Thursday, June 16, 2011

Two Kinds of Gentry

“Why don’t we talk about the meeting last night for those who weren’t there?” a neighbor suggested as eight of us sat in her living room after a community dinner. My feelings about the event in question were still rather jumbled, so I passed the torch to another neighbor who had also been there.

The night before, over 25 people had crammed into a small nearby living room to discuss the kids of our urban, low-income neighborhood. As the various teachers, professors, non-profit workers, and councilors introduced themselves, I realized something: not only were only three of them male, but only two of them were black. As a white woman in the room, I felt like a statistic.

Many ideas were shared—a summer ceramics class, more publicity for our community garden, some kind of Saturday school—but I had an eerie sense that we were crippled from the start by our status as outsiders, a bunch of white women who sit around eating hummus, teaching art classes, and wondering why these urban kids aren’t flocking to our community garden.

“...There was a lot of good energy in the room,” my neighbor concluded as I was jerked back into the postprandial dinner conversation. “There are good people moving into the neighborhood, and I think they’ll do a lot of good.”

“Speaking of that,” another neighbor interjected, “did you hear the neighborhood association is considering raising the income requirements?”

“No!”

“I know. I hope it doesn’t happen. I don’t want to see gentrification happening here. I want it to keep its native culture.”

I scratched my head again. Had no one else noticed that of the eight white people in the room, all were college graduates, most had masters degrees, and several were working on PhDs? I assumed whatever was meant by “gentrification” involved a different class of folks, ones with larger paychecks who wanted lower taxes, not our over-educated selves who taught ceramics classes and planted community gardens and experimented with vegan recipes and bought energy efficient appliances.

Either way, I knew both kinds of “gentry” were equally far culturally from the kids we longed to serve, and I didn’t know how I could point my finger and cry “gentry” at other folks. I will try to help my neighbors serve the kids who walk our streets, but I know we do so rather perilously: we respect some aspects of the urban culture, but to serve the neighbors with the tools we have we unknowingly call them away from that culture.
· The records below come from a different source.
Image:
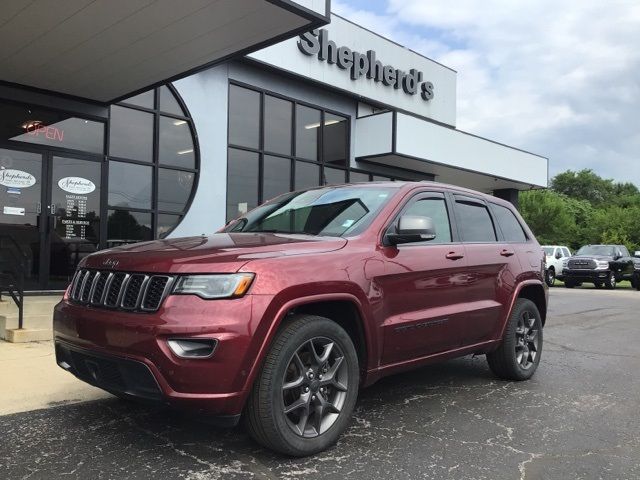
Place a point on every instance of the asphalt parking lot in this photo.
(577, 418)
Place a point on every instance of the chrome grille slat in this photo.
(130, 291)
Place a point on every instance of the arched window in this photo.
(153, 166)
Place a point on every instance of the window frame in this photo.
(293, 159)
(502, 237)
(408, 202)
(470, 199)
(157, 113)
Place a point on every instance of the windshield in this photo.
(331, 211)
(604, 250)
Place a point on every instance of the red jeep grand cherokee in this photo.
(284, 314)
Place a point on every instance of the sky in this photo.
(560, 79)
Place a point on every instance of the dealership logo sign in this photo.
(16, 178)
(76, 185)
(364, 64)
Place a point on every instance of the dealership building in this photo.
(129, 123)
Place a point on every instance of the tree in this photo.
(584, 185)
(549, 217)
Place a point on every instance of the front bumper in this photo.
(126, 353)
(588, 276)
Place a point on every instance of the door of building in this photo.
(50, 209)
(22, 231)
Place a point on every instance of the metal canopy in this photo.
(105, 50)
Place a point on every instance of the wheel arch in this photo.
(342, 308)
(535, 292)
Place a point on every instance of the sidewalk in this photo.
(30, 379)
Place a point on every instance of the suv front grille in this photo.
(582, 264)
(127, 291)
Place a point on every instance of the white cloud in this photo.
(558, 78)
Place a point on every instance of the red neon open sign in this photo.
(38, 129)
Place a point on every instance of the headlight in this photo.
(214, 285)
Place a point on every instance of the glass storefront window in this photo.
(23, 123)
(277, 125)
(357, 177)
(168, 102)
(334, 139)
(176, 143)
(307, 175)
(244, 117)
(125, 227)
(277, 176)
(131, 134)
(130, 185)
(166, 223)
(174, 189)
(334, 176)
(242, 182)
(307, 127)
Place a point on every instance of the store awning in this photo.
(104, 50)
(403, 141)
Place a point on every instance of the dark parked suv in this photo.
(283, 315)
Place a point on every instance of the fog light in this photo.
(192, 347)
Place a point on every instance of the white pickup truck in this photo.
(555, 255)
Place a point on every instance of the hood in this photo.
(220, 252)
(591, 257)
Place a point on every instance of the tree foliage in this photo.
(582, 208)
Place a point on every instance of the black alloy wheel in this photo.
(518, 356)
(314, 387)
(304, 396)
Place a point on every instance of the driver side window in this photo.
(436, 208)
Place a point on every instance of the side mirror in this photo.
(412, 228)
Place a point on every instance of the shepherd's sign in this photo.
(364, 64)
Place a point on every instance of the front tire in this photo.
(304, 396)
(518, 356)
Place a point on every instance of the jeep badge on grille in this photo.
(110, 262)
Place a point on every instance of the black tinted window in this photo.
(509, 224)
(474, 222)
(436, 209)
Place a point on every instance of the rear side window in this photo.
(509, 224)
(435, 208)
(474, 222)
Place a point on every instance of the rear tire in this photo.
(610, 282)
(518, 356)
(292, 409)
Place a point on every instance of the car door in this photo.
(423, 286)
(492, 268)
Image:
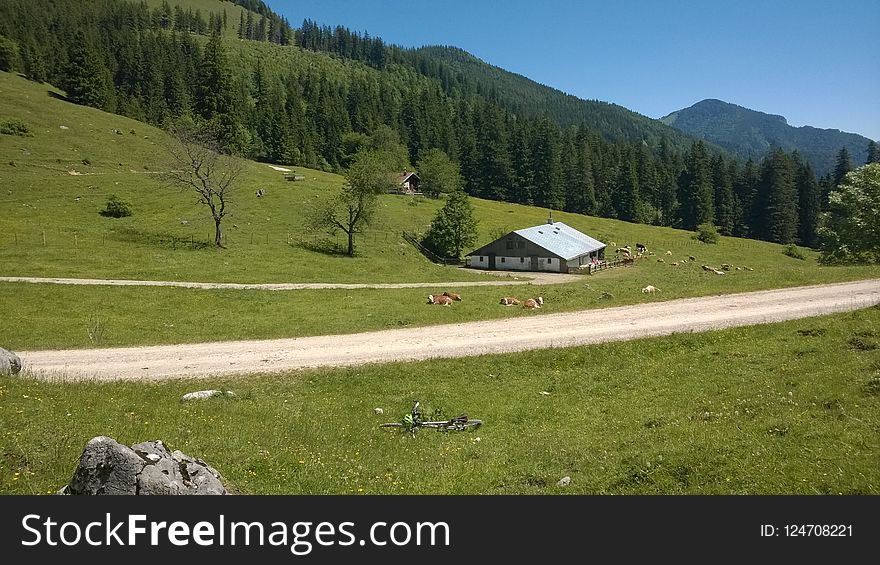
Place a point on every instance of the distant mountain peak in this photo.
(750, 133)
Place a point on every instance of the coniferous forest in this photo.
(313, 96)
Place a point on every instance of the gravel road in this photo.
(454, 340)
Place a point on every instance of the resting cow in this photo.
(439, 300)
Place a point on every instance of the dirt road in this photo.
(455, 340)
(502, 278)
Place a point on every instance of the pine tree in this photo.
(809, 205)
(844, 165)
(249, 31)
(873, 153)
(523, 187)
(439, 174)
(626, 197)
(746, 188)
(454, 228)
(494, 155)
(695, 189)
(215, 97)
(548, 167)
(86, 79)
(8, 54)
(33, 62)
(725, 199)
(777, 202)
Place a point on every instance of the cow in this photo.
(439, 300)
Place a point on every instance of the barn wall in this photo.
(518, 246)
(513, 263)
We are of course well-meaning, and can only give what we have to give. For now, that’ll be ceramics classes and community gardens. I hope we can meet our neighbors somewhere in the middle.

2 comments:

Mary S said...

Em, I am intrigued by your post once again. So, not to criticize but to add a thought to your own very thoughtful post:

I wonder if asking some of the people of the very neighborhood in which this group met and is trying to help might give a different perspective on what might be helpful and useful to those in the neighborhood.

Just a thought that you may accept or reject but that occurred to me. Then again, I do not know the situation as you do and may be wrong here.

But if I'm reading you correctly, I think I see your quandry and think you have a wonderful, very cogent, and thoughtful (what's the word I'm looking for here?) question (?) that is unexpressed and difficult to put into words. Then again, of course, I am not in your situation and perhaps my comment is inappropriate. If so, simply discard this comment; I will not be offended.

So, with no criticism intended, I would just like to comment that if I were part of the group, I'd share your quandry and I think I'd ask whether some of the people of the neighborhood might be asked to a meeting to find out what exactly it is *they* see as needful in this situation.

Please accept this comment as coming from an attempt at a positive addition to your thought. (And once again, don't hesitate to discard this comment if you find it offensive; but I do not mean it that way.) MCS

Em the luddite said...

Mary,

Thanks for the feedback! It just so happens that your comment comes right in the middle of a lot of blossoming of my relationship with the neighbors next door (a house of two women and nine children), and it gives me plenty to think about as I end up in conversation with them.

By the way, I really do appreciate your feedback, and didn't mean to imply otherwise on the last thread (and hadn't taken anything personally). I was just trying to be sensitive to my very divergent crowd of readers, since I tend to end up in the intersection of a lot of conflicting passions. I do appreciate your thoughts.

Thanks for the idea, and I'll keep it in mind with the folks next door.